These cookies have been a favorite of mine since childhood; I first learned to make them using the Better Homes and Gardens Cook Book. I’ve adapted the recipe slightly over the years but these cookies remain a holiday tradition in my home. They’re deliciously sweet and minty on their own, but I like them even better dunked into a warm mug of cocoa.

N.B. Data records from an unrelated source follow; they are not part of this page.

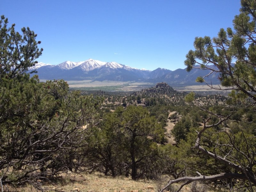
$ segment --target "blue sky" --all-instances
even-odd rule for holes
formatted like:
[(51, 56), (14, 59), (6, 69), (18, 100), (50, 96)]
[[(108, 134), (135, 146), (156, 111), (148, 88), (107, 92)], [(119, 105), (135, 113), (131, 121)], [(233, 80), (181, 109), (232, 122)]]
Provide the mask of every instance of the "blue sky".
[(2, 0), (0, 14), (38, 34), (39, 62), (92, 58), (174, 70), (185, 68), (195, 37), (232, 27), (240, 7), (239, 0)]

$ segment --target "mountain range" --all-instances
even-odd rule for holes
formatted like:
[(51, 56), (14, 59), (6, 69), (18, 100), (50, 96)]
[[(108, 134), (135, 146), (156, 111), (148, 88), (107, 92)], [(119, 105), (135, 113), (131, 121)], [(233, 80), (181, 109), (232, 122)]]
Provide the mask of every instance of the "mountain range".
[[(116, 62), (103, 62), (92, 59), (77, 62), (67, 61), (56, 65), (38, 63), (30, 69), (30, 71), (34, 69), (41, 79), (166, 82), (186, 85), (196, 84), (197, 77), (203, 76), (209, 73), (209, 71), (197, 69), (189, 73), (186, 69), (174, 71), (161, 68), (153, 71), (139, 69)], [(211, 75), (206, 81), (217, 84), (219, 82), (218, 76), (217, 74)]]

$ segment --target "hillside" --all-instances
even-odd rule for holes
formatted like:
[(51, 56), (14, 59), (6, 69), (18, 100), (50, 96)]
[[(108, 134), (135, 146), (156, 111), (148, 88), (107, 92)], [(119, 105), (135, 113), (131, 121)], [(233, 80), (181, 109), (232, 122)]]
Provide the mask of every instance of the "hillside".
[[(37, 71), (41, 79), (63, 79), (65, 81), (91, 80), (156, 83), (166, 82), (182, 86), (196, 84), (196, 77), (204, 76), (208, 70), (195, 69), (188, 73), (186, 69), (173, 71), (160, 68), (153, 70), (140, 69), (116, 62), (103, 62), (90, 59), (79, 62), (67, 61), (58, 65), (40, 63), (30, 68)], [(218, 84), (218, 74), (211, 75), (206, 82)]]

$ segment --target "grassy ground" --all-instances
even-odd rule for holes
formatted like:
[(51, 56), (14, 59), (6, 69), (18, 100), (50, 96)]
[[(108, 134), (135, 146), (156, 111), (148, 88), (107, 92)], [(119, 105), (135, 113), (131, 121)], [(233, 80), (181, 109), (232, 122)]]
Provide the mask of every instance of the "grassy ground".
[[(72, 192), (154, 192), (157, 191), (157, 187), (152, 181), (134, 181), (125, 177), (113, 178), (93, 174), (70, 174), (63, 176), (54, 184), (47, 183), (42, 186), (44, 191)], [(28, 186), (10, 191), (38, 191)]]

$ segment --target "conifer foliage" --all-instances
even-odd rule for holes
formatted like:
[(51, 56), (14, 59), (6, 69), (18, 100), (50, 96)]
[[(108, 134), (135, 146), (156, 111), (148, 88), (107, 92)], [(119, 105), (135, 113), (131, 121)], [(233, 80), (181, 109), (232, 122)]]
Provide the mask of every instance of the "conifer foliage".
[[(42, 49), (28, 28), (22, 35), (0, 20), (0, 187), (29, 183), (40, 188), (67, 167), (69, 156), (84, 145), (85, 132), (95, 123), (100, 99), (68, 91), (63, 80), (40, 83), (28, 68), (36, 63)], [(72, 169), (72, 168), (71, 168)]]
[[(237, 122), (240, 120), (241, 117), (236, 117), (237, 107), (242, 106), (254, 111), (256, 107), (256, 3), (255, 0), (241, 0), (241, 3), (240, 13), (233, 20), (234, 30), (230, 28), (226, 30), (221, 28), (218, 36), (212, 39), (207, 36), (196, 37), (195, 50), (189, 51), (185, 61), (188, 71), (193, 68), (209, 70), (208, 75), (199, 77), (197, 82), (203, 82), (205, 77), (216, 73), (224, 88), (208, 84), (210, 87), (232, 91), (231, 99), (228, 101), (230, 105), (227, 106), (229, 112), (225, 114), (221, 111), (217, 113), (212, 108), (206, 108), (196, 100), (192, 101), (193, 93), (185, 98), (187, 101), (193, 102), (208, 113), (203, 119), (202, 127), (196, 130), (197, 135), (193, 148), (198, 154), (204, 154), (229, 169), (226, 172), (220, 172), (214, 175), (206, 172), (204, 175), (198, 170), (195, 172), (198, 176), (171, 180), (161, 191), (174, 183), (185, 182), (179, 191), (193, 181), (220, 180), (229, 180), (227, 185), (231, 190), (237, 185), (239, 188), (244, 188), (244, 190), (255, 190), (255, 135), (249, 133), (248, 127), (241, 126), (239, 130), (232, 130), (225, 123), (231, 117), (231, 119), (236, 118)], [(235, 105), (237, 107), (231, 108)]]

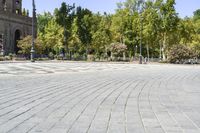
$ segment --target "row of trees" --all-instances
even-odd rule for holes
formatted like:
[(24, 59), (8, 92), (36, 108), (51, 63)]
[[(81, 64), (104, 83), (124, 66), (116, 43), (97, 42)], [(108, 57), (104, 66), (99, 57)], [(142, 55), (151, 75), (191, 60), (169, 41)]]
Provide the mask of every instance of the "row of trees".
[[(166, 60), (179, 45), (194, 52), (192, 57), (199, 56), (200, 10), (182, 19), (174, 6), (175, 0), (126, 0), (117, 3), (114, 14), (100, 14), (62, 3), (54, 14), (37, 15), (37, 52), (136, 57), (141, 41), (144, 57)], [(28, 54), (24, 40), (18, 46)]]

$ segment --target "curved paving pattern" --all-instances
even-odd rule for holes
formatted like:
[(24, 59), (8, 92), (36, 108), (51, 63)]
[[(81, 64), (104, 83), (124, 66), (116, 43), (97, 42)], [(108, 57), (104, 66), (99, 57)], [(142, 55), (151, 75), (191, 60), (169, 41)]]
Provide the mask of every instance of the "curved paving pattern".
[(200, 133), (200, 66), (0, 64), (0, 133)]

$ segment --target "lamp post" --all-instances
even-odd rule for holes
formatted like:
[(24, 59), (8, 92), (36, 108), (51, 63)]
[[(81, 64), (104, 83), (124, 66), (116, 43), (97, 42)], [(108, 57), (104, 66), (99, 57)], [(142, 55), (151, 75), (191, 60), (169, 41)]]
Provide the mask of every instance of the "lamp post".
[(142, 9), (140, 12), (140, 56), (139, 56), (139, 64), (142, 64)]
[(2, 55), (4, 56), (4, 43), (5, 43), (5, 41), (4, 41), (4, 34), (2, 34)]
[(35, 62), (35, 0), (32, 0), (33, 17), (32, 17), (32, 45), (31, 45), (31, 62)]

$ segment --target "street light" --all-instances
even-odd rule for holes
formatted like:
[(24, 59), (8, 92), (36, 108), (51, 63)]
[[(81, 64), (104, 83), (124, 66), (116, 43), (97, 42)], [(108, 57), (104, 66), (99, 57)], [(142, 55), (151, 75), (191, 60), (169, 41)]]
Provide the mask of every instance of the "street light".
[(139, 64), (142, 64), (142, 12), (143, 12), (143, 4), (140, 9), (140, 56), (139, 56)]
[(32, 17), (32, 45), (31, 45), (31, 62), (35, 62), (35, 19), (36, 19), (36, 9), (35, 1), (32, 0), (33, 6), (33, 17)]

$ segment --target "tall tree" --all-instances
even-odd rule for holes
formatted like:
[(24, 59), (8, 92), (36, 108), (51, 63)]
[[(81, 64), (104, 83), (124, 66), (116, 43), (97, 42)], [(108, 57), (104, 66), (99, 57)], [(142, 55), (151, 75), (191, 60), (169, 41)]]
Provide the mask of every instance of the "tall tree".
[(68, 39), (71, 33), (71, 27), (74, 17), (75, 5), (67, 5), (65, 2), (61, 4), (59, 9), (55, 9), (54, 14), (56, 17), (56, 22), (64, 27), (64, 46), (67, 53), (69, 53)]

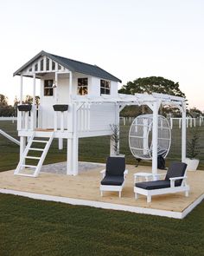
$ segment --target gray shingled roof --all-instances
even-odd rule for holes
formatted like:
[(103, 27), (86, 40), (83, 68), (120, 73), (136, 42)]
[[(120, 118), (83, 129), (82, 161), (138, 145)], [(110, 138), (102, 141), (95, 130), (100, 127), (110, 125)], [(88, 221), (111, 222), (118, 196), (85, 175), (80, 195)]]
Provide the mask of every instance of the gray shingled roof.
[(37, 58), (39, 58), (41, 56), (46, 56), (53, 59), (54, 62), (58, 62), (59, 64), (62, 65), (63, 67), (65, 67), (66, 69), (73, 72), (79, 72), (79, 73), (89, 75), (92, 76), (96, 76), (99, 78), (104, 78), (104, 79), (121, 82), (120, 79), (117, 78), (116, 76), (112, 75), (112, 74), (108, 73), (107, 71), (102, 69), (101, 68), (96, 65), (91, 65), (85, 62), (65, 58), (62, 56), (58, 56), (45, 52), (43, 50), (41, 51), (39, 54), (37, 54), (35, 57), (33, 57), (30, 61), (29, 61), (23, 66), (22, 66), (19, 69), (17, 69), (14, 73), (14, 75), (20, 75), (24, 69), (26, 69), (29, 64), (34, 62)]

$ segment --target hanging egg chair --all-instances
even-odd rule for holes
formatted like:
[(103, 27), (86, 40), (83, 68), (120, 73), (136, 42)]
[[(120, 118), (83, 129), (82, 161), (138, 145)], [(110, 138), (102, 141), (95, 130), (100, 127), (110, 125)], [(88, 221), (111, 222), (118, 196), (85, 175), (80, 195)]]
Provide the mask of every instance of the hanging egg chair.
[[(131, 123), (129, 132), (129, 147), (137, 159), (152, 159), (153, 115), (141, 115)], [(157, 154), (165, 158), (169, 151), (171, 131), (168, 120), (158, 115)]]

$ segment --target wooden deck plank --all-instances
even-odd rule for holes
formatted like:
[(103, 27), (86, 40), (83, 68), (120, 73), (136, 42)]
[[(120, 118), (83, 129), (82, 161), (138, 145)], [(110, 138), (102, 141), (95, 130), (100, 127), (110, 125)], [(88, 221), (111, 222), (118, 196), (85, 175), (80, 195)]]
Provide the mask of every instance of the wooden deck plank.
[(116, 192), (105, 192), (104, 197), (101, 197), (99, 171), (103, 168), (101, 167), (83, 172), (77, 176), (41, 173), (37, 178), (17, 176), (13, 174), (14, 171), (7, 171), (0, 173), (0, 188), (180, 213), (204, 194), (204, 172), (196, 171), (188, 172), (189, 197), (185, 197), (184, 193), (178, 193), (153, 196), (151, 203), (149, 204), (146, 202), (146, 197), (143, 195), (136, 200), (133, 193), (133, 174), (151, 170), (149, 167), (127, 166), (129, 174), (122, 198), (118, 198)]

- 1 stick unsalted butter, at room temperature
- 1/3 Cup confectioners sugar, plus more for rolling
- 2 drops peppermint oil (or 1 teaspoon peppermint extract)
- ¼ Teaspoon salt
- 1 Cup all-purpose flour
- 2 candy canes, crushed into powder
Put the butter, confectioners sugar, peppermint oil (or extract), and salt into a medium mixing bowl. Mix until combined using a fork or an electric mixer. Then, add the flour and mix with a rubber spatula (or electric mixer) just until a crumbly dough forms.
Squeeze the dough into small pieces and roll each piece into a 1-inch ball. If the dough seems too try to retain its shape, add a few drops of ice water and mix the dough gently with your hands to hydrate it slightly.
Place the balls on a plate, cover them with plastic wrap, and place them in the refrigerator while you preheat the oven to 350 degrees. Bake the cookies 9 to 11 minutes, until they are set and the bottoms are lightly browned.
Cool them on the cookie sheet for 1 minute before moving them to a wire rack.
Mix the crushed candy canes with ½ cup of confectioners sugar. Roll the warm cookies into the peppermint sugar and allow them to continue cooling. When they have cooled completely, roll them in the peppermint sugar a second time. Store the cookies airtight at room temperature.